Accentuating the positive
Most experts agree that negative reinforcements are counterproductive. Financial incentives that require a beneficiary to refrain from drug use, gambling or other behavior you deem undesirable can send the message that you’re “ruling from the grave” and can lead to resentment and conflict. Such incentives also may encourage beneficiaries to conceal their conduct and avoid seeking help.
By stressing positive behavior, such as gainful employment or higher education, the negative behavior tends to take care of itself. After all, it’s tough for a substance abuser to hold down a job or stay in school.
It’s also important to avoid “buying” desired conduct. If your daughter wants to work but your FIT offers an enormous bonus if she stays home with the kids, she may feel that she has no choice. It’s better to offer beneficiaries a variety of positive options that make them feel that they can do anything, so long as they do something productive.
A FIT is a flexible estate planning tool that allows you to shape your legacy by encouraging your heirs to lead responsible, productive lives. It also helps preserve your wealth for future generations by preventing your children from getting a free ride.
Sidebar: Creating a FIT dynasty
If you want your family incentive trust (FIT) to influence many generations to come, consider setting it up as a dynasty trust. A number of states have relaxed or eliminated restrictions on the longevity of trusts, allowing you to create a trust that, in theory, can last forever.
If you establish a dynasty trust, plan carefully to avoid the generation-skipping transfer (GST) tax. The GST tax was intended to prevent families from avoiding estate taxes in one generation by transferring assets directly to the following generation.
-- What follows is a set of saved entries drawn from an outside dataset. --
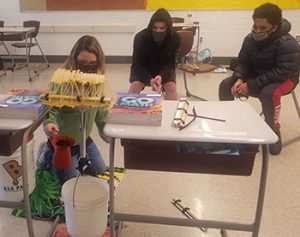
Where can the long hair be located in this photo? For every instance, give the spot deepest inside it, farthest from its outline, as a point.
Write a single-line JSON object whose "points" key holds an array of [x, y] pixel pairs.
{"points": [[90, 44]]}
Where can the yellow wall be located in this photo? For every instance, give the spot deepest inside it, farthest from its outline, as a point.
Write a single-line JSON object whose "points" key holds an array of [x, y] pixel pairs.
{"points": [[217, 4]]}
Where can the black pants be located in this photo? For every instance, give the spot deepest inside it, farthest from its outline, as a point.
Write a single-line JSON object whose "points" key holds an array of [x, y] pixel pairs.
{"points": [[269, 96]]}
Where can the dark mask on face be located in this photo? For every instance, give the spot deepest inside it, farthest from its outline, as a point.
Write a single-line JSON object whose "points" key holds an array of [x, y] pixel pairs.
{"points": [[88, 68], [159, 37], [260, 36]]}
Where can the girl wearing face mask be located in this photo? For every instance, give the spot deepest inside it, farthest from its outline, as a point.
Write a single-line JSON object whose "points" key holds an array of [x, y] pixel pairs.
{"points": [[88, 57], [154, 56], [267, 67]]}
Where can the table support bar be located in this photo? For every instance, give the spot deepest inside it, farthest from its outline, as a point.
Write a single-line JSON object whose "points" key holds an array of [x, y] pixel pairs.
{"points": [[183, 222]]}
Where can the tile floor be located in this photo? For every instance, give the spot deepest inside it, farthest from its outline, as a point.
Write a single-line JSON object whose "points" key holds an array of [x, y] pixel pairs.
{"points": [[209, 196]]}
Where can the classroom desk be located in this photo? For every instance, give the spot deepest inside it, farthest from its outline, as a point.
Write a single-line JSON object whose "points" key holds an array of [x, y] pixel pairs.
{"points": [[18, 131], [252, 130], [8, 34], [185, 25]]}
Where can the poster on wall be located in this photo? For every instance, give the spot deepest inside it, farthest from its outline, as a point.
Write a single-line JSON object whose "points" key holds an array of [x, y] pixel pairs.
{"points": [[77, 5]]}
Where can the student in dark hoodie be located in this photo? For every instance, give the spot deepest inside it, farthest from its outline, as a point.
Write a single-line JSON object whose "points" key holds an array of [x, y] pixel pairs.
{"points": [[154, 56], [267, 67]]}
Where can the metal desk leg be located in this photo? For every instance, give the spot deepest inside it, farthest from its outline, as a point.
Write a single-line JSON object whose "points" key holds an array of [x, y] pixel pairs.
{"points": [[262, 189], [297, 138], [111, 185], [25, 183]]}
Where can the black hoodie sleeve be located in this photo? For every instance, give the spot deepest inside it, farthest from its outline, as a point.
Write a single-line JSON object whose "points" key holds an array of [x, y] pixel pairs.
{"points": [[242, 70], [139, 69], [168, 69]]}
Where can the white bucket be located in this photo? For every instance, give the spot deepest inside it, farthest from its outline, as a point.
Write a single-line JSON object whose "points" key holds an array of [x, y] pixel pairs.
{"points": [[11, 183], [88, 215]]}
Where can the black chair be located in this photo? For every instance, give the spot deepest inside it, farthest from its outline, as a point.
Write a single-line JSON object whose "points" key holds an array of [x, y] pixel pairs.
{"points": [[28, 42]]}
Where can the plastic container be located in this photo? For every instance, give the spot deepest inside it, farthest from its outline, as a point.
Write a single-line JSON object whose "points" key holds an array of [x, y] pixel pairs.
{"points": [[11, 183], [86, 209]]}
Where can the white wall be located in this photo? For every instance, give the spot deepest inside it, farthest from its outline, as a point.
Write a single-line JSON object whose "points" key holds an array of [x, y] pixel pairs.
{"points": [[222, 31]]}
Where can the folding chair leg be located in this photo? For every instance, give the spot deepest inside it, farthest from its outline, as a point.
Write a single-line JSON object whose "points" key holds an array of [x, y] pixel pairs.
{"points": [[13, 64], [188, 93], [45, 59], [295, 139]]}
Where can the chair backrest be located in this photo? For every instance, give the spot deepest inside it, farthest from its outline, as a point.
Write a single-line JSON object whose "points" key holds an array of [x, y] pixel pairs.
{"points": [[35, 24], [177, 19], [186, 43]]}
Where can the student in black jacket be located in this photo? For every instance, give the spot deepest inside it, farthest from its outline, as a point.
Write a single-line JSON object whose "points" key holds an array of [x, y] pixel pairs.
{"points": [[267, 67], [154, 56]]}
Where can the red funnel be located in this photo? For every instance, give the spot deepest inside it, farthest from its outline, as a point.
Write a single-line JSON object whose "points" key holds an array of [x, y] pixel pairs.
{"points": [[62, 158]]}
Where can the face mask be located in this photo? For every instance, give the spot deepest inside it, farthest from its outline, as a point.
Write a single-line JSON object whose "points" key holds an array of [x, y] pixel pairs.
{"points": [[260, 36], [159, 36], [88, 68]]}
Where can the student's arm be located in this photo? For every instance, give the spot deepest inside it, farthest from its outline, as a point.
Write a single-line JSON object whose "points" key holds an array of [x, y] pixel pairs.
{"points": [[243, 63], [139, 70], [168, 70]]}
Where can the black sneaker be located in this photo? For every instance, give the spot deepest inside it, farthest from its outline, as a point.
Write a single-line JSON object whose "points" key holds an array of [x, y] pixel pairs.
{"points": [[276, 148]]}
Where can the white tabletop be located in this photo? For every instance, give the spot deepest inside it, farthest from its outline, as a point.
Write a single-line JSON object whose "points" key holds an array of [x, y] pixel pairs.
{"points": [[15, 124], [16, 29], [243, 125]]}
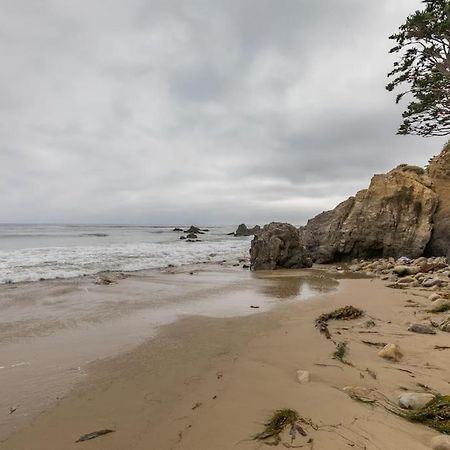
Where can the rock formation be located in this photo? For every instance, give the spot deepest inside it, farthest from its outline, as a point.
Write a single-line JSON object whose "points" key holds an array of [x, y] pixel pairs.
{"points": [[278, 245], [439, 172], [243, 230], [393, 217]]}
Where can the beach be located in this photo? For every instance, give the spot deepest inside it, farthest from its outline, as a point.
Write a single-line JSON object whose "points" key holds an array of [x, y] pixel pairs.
{"points": [[211, 380]]}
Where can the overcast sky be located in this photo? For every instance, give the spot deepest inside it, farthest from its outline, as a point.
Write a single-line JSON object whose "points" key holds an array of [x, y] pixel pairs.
{"points": [[213, 111]]}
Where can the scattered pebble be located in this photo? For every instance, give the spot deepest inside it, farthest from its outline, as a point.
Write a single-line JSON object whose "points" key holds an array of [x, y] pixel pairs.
{"points": [[414, 400], [303, 376], [391, 351]]}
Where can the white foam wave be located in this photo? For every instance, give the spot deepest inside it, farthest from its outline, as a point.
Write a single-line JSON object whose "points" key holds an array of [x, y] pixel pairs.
{"points": [[32, 264]]}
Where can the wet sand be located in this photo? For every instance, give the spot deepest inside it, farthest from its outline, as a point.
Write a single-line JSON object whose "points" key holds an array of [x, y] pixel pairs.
{"points": [[50, 331], [209, 383]]}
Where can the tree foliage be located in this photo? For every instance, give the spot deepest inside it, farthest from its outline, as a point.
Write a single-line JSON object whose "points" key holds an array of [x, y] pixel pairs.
{"points": [[423, 70]]}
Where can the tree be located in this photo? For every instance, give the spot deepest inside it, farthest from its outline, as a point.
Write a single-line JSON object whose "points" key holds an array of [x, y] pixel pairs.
{"points": [[423, 70]]}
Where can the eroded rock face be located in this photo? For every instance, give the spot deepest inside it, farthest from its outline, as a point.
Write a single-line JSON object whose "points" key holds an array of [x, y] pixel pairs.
{"points": [[278, 245], [392, 218], [439, 173]]}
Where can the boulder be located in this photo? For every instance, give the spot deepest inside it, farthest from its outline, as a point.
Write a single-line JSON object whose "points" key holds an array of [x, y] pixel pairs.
{"points": [[391, 351], [278, 245], [193, 229], [414, 400], [243, 230], [303, 376], [439, 172], [430, 282], [403, 271], [392, 218]]}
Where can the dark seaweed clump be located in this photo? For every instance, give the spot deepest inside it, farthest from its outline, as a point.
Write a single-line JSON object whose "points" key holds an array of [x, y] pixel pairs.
{"points": [[345, 313], [436, 414]]}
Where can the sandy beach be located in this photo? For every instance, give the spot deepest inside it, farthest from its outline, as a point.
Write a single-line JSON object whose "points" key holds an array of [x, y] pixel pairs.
{"points": [[211, 382]]}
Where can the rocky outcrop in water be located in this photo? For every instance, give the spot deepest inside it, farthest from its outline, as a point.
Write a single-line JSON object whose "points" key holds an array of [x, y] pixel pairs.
{"points": [[439, 173], [392, 218], [243, 230], [278, 245]]}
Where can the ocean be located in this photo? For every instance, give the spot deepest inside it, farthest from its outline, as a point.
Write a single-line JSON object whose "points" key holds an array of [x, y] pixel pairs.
{"points": [[36, 252]]}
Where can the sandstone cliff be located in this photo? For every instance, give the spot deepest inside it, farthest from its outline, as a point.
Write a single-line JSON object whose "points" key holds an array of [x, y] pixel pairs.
{"points": [[278, 245], [439, 172], [393, 217]]}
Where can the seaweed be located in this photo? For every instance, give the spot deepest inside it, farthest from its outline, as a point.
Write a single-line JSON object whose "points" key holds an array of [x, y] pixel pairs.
{"points": [[443, 308], [280, 420], [345, 313], [93, 435], [436, 414], [340, 352]]}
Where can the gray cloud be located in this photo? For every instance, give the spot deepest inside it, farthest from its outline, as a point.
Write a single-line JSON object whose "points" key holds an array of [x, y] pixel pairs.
{"points": [[214, 111]]}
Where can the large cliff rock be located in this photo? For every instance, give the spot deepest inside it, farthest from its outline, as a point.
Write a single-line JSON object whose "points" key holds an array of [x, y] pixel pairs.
{"points": [[393, 217], [439, 172], [278, 245], [243, 230]]}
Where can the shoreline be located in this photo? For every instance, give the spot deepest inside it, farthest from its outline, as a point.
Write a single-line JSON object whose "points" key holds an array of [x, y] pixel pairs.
{"points": [[211, 382], [52, 330]]}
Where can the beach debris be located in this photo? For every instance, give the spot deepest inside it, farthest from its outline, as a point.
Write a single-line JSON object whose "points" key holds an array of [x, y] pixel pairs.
{"points": [[103, 280], [445, 325], [279, 422], [414, 400], [440, 443], [303, 376], [391, 351], [439, 305], [371, 373], [432, 282], [369, 323], [94, 434], [421, 328], [360, 394], [340, 352], [441, 347], [436, 414], [375, 344], [345, 313]]}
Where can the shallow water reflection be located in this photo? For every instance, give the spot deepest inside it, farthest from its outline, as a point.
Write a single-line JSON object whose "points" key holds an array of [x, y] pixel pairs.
{"points": [[288, 284]]}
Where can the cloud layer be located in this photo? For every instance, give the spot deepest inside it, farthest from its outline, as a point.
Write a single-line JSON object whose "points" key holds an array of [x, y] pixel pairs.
{"points": [[213, 111]]}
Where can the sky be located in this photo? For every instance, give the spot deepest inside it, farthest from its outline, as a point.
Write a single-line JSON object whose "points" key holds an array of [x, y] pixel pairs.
{"points": [[189, 111]]}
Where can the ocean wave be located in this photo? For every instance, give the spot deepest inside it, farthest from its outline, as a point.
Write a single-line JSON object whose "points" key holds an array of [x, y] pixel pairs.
{"points": [[32, 264]]}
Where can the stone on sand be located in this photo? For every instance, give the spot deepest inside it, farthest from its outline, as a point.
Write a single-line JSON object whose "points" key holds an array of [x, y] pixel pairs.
{"points": [[421, 328], [414, 400], [303, 376], [391, 351]]}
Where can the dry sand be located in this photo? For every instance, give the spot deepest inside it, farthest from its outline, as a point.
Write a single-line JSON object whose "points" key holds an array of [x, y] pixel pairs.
{"points": [[205, 383]]}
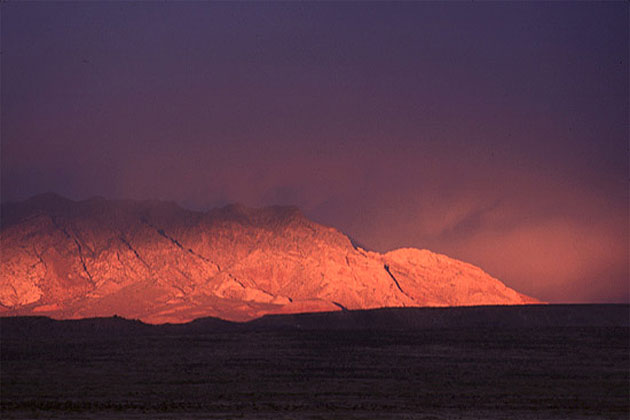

It’s a flat tax – on top of any other gift and estate taxes – imposed at the highest marginal estate tax rate (currently 46%) on gifts, bequests or trust distributions made directly to a “skip person.” A skip person is a grandchild or other person more than one generation below you, or a nonfamily member who’s at least 37 1/2 years younger than you.
To avoid GST tax, allocate some or all of your GST exemption (currently $2 million) to trusts you intend or expect to benefit your grandchildren or other skip persons. One of the most powerful tools for leveraging the GST exemption is an irrevocable life insurance trust (ILIT). You can create millions of dollars in tax-free benefits for future generations, but you use only the GST exemption amounts needed to cover contributions for insurance premiums.
Dynasty trusts are complex and require careful planning. Be sure to consult an expert to design a trust that achieves your goals in the most tax-efficient manner.